The interview room is small, a table and two chairs and a recorder. Detective Morrison sits across from me. She opens a folder, clicks the recorder on, says the date and time, my full legal name, which she asks me to spell, and then she says the four words I’ve been dreading.
“Tell me what happened.”
I tell her all of it. From the stool at the bar to the table of Dixie Cruisers.
Sheila’s three warnings that I ignored, the hallway, the grammar joke, the fist, the floor, the boots and the spit on the back of my neck.
I tell her about Tex coming around the corner.
About Mickey arriving through the door behind him.
About the young one with his hand drifting toward his jacket and Mickey stepping between me and the gun.
And then the sound of it going off through the fabric and the weight of his body slamming backward into mine.
I tell it chronological and detailed, keeping my voice as even as I can manage.

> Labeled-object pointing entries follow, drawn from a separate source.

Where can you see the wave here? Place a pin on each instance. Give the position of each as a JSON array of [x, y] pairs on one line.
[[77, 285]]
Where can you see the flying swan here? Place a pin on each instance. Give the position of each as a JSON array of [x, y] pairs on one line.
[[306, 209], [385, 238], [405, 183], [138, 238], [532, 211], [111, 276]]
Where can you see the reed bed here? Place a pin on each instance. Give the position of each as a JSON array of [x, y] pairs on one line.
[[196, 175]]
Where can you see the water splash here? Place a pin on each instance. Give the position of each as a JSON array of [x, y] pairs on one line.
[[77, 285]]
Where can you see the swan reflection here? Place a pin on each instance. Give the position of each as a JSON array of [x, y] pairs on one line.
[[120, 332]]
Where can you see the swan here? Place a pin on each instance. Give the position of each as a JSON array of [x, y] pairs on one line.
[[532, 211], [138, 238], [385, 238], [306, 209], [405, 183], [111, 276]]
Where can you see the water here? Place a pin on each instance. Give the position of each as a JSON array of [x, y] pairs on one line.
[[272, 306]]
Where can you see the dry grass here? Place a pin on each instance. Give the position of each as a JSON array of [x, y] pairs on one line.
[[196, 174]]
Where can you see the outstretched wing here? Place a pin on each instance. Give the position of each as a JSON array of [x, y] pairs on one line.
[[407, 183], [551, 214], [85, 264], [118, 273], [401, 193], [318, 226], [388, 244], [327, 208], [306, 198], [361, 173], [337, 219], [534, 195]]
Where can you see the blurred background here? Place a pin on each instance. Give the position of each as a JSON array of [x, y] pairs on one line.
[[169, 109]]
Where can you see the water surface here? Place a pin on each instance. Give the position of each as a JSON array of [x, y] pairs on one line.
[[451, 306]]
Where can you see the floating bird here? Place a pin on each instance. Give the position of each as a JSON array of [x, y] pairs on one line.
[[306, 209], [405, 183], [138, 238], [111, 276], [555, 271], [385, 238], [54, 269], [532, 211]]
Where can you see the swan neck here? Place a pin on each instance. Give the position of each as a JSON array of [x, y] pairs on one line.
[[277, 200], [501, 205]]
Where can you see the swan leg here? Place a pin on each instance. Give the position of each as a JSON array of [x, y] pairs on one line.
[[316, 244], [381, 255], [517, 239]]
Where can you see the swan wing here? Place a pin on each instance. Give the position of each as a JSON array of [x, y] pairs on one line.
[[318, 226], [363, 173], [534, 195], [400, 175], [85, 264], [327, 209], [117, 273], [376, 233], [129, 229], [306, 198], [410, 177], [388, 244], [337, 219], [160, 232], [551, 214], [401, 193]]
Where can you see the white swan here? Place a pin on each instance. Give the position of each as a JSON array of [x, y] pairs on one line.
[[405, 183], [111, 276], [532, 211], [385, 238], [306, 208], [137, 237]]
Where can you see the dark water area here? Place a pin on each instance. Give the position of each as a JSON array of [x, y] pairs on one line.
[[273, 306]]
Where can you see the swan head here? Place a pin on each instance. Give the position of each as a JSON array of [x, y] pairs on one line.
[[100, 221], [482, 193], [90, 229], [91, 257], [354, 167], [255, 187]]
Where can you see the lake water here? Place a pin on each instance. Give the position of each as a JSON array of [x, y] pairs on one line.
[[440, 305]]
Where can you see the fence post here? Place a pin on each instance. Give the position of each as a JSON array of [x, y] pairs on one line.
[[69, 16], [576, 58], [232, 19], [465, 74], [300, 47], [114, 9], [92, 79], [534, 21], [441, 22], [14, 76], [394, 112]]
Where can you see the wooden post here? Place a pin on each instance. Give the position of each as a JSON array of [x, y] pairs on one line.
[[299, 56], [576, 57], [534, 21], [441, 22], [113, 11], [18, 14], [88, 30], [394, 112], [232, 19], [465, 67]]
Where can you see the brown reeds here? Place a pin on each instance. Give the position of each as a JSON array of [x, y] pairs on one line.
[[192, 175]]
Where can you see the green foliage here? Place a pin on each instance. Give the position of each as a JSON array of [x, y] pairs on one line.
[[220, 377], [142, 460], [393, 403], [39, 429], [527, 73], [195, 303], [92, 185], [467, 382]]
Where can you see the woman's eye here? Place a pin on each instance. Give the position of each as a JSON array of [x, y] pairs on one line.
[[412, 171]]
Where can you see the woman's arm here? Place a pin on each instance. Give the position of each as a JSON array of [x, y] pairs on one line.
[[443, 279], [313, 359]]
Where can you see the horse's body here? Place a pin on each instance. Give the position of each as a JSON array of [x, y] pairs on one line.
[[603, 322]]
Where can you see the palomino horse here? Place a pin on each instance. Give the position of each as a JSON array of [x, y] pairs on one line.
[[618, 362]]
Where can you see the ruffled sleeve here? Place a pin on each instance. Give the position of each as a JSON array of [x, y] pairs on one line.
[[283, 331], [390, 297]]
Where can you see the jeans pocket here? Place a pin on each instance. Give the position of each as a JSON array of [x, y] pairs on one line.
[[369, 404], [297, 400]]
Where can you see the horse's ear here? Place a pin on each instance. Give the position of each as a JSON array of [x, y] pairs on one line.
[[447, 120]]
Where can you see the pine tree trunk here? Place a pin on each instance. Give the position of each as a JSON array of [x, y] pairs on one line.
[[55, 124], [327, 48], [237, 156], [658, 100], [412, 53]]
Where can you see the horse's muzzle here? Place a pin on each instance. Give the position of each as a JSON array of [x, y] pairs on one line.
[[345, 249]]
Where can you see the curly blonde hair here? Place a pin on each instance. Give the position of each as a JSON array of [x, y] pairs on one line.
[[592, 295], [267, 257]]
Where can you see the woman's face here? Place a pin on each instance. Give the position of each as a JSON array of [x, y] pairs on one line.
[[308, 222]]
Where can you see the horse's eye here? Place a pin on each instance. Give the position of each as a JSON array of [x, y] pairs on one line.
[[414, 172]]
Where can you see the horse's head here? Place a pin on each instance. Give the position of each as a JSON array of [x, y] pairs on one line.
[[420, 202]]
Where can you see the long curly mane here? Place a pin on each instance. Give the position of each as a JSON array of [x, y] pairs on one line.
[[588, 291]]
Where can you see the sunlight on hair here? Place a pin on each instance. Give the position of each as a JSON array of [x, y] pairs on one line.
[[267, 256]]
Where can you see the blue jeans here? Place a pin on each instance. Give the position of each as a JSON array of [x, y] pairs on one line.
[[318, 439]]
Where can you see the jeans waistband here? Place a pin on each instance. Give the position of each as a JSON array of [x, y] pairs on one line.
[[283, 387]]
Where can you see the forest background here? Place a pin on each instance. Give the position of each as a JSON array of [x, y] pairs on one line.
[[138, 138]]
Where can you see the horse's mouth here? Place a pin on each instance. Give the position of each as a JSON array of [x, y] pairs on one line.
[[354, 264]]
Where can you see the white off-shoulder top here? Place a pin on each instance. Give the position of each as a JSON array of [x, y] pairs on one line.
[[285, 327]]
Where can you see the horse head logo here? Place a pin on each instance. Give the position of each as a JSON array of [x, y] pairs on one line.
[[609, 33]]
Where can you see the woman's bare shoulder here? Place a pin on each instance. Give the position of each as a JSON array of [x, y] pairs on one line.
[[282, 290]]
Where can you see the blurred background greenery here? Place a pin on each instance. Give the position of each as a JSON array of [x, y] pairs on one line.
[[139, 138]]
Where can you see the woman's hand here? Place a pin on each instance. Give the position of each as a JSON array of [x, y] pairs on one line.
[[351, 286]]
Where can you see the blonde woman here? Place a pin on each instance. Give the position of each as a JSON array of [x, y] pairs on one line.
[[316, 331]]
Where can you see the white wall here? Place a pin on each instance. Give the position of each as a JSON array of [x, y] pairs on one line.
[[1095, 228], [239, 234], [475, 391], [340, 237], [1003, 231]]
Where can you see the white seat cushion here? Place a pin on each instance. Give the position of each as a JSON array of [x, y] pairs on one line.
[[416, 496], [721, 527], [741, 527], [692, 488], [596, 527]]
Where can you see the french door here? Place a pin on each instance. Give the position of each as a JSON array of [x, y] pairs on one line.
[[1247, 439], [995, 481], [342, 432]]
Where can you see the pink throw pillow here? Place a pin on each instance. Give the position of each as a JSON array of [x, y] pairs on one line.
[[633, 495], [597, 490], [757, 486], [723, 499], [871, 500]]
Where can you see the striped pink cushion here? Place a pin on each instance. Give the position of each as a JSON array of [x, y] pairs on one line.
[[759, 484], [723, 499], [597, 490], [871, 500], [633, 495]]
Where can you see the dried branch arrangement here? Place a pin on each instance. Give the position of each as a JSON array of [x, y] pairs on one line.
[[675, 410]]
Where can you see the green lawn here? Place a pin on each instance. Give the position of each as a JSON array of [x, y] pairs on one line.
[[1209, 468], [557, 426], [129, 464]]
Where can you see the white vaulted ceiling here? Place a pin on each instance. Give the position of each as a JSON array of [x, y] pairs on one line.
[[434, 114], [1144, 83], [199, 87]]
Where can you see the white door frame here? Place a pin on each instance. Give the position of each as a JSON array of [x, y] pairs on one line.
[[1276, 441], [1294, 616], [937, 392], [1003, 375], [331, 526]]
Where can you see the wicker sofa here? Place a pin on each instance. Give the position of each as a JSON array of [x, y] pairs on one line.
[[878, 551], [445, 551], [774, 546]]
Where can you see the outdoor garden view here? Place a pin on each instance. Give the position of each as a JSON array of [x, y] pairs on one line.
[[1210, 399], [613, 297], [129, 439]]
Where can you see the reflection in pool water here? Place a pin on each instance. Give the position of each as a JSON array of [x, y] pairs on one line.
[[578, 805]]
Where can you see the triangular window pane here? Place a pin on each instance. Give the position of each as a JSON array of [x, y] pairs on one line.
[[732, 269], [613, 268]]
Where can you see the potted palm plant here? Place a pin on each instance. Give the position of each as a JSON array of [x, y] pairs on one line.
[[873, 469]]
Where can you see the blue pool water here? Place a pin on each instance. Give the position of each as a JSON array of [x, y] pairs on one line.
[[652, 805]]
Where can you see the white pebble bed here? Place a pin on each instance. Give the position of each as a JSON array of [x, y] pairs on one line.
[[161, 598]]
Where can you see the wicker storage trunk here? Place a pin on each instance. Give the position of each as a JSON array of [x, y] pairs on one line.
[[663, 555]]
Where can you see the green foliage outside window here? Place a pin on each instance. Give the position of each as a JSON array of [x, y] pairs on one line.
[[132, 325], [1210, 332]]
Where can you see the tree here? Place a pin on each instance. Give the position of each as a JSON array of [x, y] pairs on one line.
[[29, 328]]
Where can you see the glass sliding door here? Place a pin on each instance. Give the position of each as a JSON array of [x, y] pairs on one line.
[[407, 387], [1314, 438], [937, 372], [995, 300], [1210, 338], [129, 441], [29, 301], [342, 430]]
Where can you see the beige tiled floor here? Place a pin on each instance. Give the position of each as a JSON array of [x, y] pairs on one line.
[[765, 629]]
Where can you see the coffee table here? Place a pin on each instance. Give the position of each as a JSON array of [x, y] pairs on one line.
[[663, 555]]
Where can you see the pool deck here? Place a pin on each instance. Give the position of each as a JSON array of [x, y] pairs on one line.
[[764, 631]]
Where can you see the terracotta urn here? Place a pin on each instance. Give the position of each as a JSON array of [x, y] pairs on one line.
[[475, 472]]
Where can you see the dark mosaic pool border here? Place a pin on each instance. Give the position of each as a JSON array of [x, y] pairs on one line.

I don’t cry because I know if I start, I won’t stop.
I describe what I saw and what I heard. I keep my voice calm because I’m in a building full of people who care about the man I got shot, and the very least I can do is give them a clean statement.
Morrison listens and takes notes. She asks follow-up questions. Where was I standing when the first punch landed? Which direction did I fall? Could I see the gun before it fired? How many seconds between Mickey entering the hallway and the shot?
I answer the best I can. I give her everything because these details are the only thing I have to give. When it’s over, she clicks the recorder off and closes the folder.
“Thank you,” she says. “That’s a thorough statement. It’ll help.”
“Will they all be charged?”
“All four are in custody. The one with the gun is looking at attempted murder of a law enforcement officer. The other three are looking at aggravated assault, possible hate crime enhancement. The state attorney’s office is already involved.”
Hate crime enhancement.
Because they called me a faggot before they kicked me. Because the word was the reason and the word makes it worse under Florida law. My bruised ribs and split lip are evidence of a hate crime.
“How is he?” I ask, hoping she’ll let something slip. “Officer Weaver. How is he doing?”
Morrison’s face shifts. She knows him.
“He’s stable. They transferred him to Tallahassee Memorial this morning, to the spinal unit there. They’ve got the best team in the region for this type of injury.”
He’s already gone.
“The spinal unit?” I repeat.
“It’s the right move.” She pauses. “Is there anything else you need from us?”
I need someone to tell me he’s going to walk again. I need someone to tell me that he’s going to stand up out of that bed, put his uniform on and go back to work and live the life he was supposed to live before I sat on a barstool and ruined it.
“No,” I say. “Thank you, Detective.”
She walks me out. In the lobby, the deputy behind the counter nods at me.
I drive back to the condo. I open my laptop and try to work on the wedding.
I answer the florist email, call the caterer and confirm the menu because I have to keep working to pay my bills.
I had a career and a life that existed before the shooting and will have to exist after it, whatever “after it” turns out to mean.